Micro RNAs (miRNAs) are the smallest, functional, non-coding RNAs of plants and animals. To date over 200 miRNAs have been discovered across all multicellular phylogeny including C. elegans, Drosophila, plants, mice and humans. The mature miRNA is approximately 22 nt in length and is cleaved from partially duplexed precursors (termed pre-miRNA) by the ribonuclease III Dicer. Although over 100 human miRNAs have been discovered thus far, very little is known about their targets, levels of expression and function. Recently, two human miRNAs (miR15 and miR16) have been mapped to a region (13q14) that is commonly deleted in chronic lymphocytic leukemia (CLL). Northern blotting demonstrated that the expression of miR15 and miR16 was reduced in CLL patients with loss of heterozygosity (LOH) at 13q14. The purpose of this proposal is to develop sensitive assays to quantify miRNAs in clinical specimens. The long-term goal of this work is to investigate if a link exists between the expression of human miRNAs and the development of cancer. Since miRNAs are different from traditional RNAs they present distinct challenges as far as their quantification. Pre-miRNA exists as a stable hairpin and the mature miRNA is roughly the size of a standard PCR primer. We propose PCR methods to overcome these obstacles and permit sensitive, high-throughput quantification of this new class of RNAs. A real-time, quantitative PCR assay will be developed to screen the expression of all known 100+ human pre- and mature miRNAs. The real-time PCR data will be presented in a micro array format using a cluster algorithm to compare the relative ratios of the pre-miRNA. The assays will be tested and validated on cDNA from human tumor cell lines. The expression of miR15 and miR16 pre- and mature miRNAs will be measured in a pilot study of 40 CLL patients. The expression of both miRNAs will be correlated to the LOH at 13q14 in these patients. We will screen the expression of over 100 human pre-miRNAs in samples of normal, benign, primary and metastatic prostate tissue from 60 patients. We propose to develop sensitive, high-throughput methodologies to screen the expression of an entirely new class of genes that have only been discovered within the past two years. Since these are very small, noncoding RNAs, their expression is not possible using commercially available microarrays. Assays developed with this research may help to identify the function of a new class of genes in humans.

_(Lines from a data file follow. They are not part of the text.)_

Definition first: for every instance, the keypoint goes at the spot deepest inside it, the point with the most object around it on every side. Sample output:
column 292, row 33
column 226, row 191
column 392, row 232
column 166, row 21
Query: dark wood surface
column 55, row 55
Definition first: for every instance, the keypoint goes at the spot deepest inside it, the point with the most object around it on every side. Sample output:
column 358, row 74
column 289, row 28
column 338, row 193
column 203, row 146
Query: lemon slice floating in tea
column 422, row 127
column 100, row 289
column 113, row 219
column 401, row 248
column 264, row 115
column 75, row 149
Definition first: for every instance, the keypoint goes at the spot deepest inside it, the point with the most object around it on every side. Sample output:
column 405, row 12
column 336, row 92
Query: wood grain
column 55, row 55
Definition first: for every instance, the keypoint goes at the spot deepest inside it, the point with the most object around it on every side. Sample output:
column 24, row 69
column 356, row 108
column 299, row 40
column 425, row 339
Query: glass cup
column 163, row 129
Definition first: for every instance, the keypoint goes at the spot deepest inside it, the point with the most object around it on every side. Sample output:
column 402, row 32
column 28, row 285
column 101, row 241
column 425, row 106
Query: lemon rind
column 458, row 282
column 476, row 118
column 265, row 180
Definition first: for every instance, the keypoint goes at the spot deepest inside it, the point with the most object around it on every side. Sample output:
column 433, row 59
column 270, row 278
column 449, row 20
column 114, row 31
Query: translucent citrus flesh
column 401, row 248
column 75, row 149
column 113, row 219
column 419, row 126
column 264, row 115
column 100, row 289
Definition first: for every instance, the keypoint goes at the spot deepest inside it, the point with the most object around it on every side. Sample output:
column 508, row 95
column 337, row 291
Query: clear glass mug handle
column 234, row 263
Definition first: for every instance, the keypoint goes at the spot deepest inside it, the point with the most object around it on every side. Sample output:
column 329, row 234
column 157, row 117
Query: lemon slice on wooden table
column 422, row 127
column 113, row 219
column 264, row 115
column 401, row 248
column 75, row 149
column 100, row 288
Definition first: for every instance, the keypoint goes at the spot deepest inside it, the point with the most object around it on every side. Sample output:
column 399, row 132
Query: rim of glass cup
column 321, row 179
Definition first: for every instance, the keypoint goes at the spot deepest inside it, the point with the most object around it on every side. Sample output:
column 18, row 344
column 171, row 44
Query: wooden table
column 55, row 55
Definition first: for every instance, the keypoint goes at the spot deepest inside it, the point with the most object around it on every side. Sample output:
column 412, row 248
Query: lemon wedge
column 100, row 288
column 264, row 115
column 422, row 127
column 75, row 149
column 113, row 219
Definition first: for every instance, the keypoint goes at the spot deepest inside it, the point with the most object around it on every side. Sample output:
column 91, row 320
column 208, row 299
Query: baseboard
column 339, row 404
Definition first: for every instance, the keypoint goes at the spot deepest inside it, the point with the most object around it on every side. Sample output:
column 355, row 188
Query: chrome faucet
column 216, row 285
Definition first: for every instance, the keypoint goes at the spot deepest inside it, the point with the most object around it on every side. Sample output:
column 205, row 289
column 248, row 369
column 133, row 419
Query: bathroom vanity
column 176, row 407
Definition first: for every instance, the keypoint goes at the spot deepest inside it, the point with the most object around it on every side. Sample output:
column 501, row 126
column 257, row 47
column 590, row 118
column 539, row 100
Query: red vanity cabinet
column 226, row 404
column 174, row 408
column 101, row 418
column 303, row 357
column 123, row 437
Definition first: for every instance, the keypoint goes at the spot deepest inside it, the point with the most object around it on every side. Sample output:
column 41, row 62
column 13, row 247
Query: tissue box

微小RNA（miRNAs）是植物和动物中最小的、功能性的、非编码RNA。迄今为止，在包括C.线虫、果蝇、植物、小鼠和人类。成熟的miRNA长度约为22 nt，并通过核糖核酸酶III Dicer从部分切割的前体（称为pre-miRNA）切割。尽管迄今为止已经发现了100多种人类miRNAs，但对它们的靶点、表达水平和功能知之甚少。最近，两种人类miRNAs（miR 15和miR 16）已被定位于慢性淋巴细胞白血病（CLL）中常见缺失的区域（13 q14）。北方杂交结果显示，在13 q14杂合性缺失（洛）的CLL患者中，miR 15和miR 16的表达降低。这样做的目的目前的一项建议是开发灵敏的测定方法来定量临床标本中的miRNA。这项工作的长期目标是研究人类miRNAs的表达与癌症的发展之间是否存在联系。由于miRNA不同于传统的RNA，因此就其定量而言，它们提出了不同的挑战。pre-miRNA以稳定的发夹形式存在，成熟的miRNA大致为标准PCR引物的大小。我们提出PCR方法来克服这些障碍，并允许敏感，高通量定量这类新的RNA。将开发实时定量PCR测定以筛选所有已知的100+人类前和成熟miRNA的表达。实时PCR数据将使用聚类算法以微阵列格式呈现，以比较pre-miRNA的相对比率。将对来自人肿瘤细胞系的cDNA进行检测和验证。将在40名CLL患者的初步研究中测量miR 15和miR 16前和成熟miRNA的表达。这两种miRNAs的表达与13 q14的洛缺失相关。我们将在来自60名患者的正常、良性、原发性和转移性前列腺组织样本中筛选超过100种人前体miRNA的表达。我们建议开发灵敏的高通量方法来筛选在过去两年中才发现的全新基因的表达。由于这些都是非常小的非编码RNA，它们的表达是不可能使用市售的微阵列。这项研究开发的检测方法可能有助于确定人类中一类新基因的功能。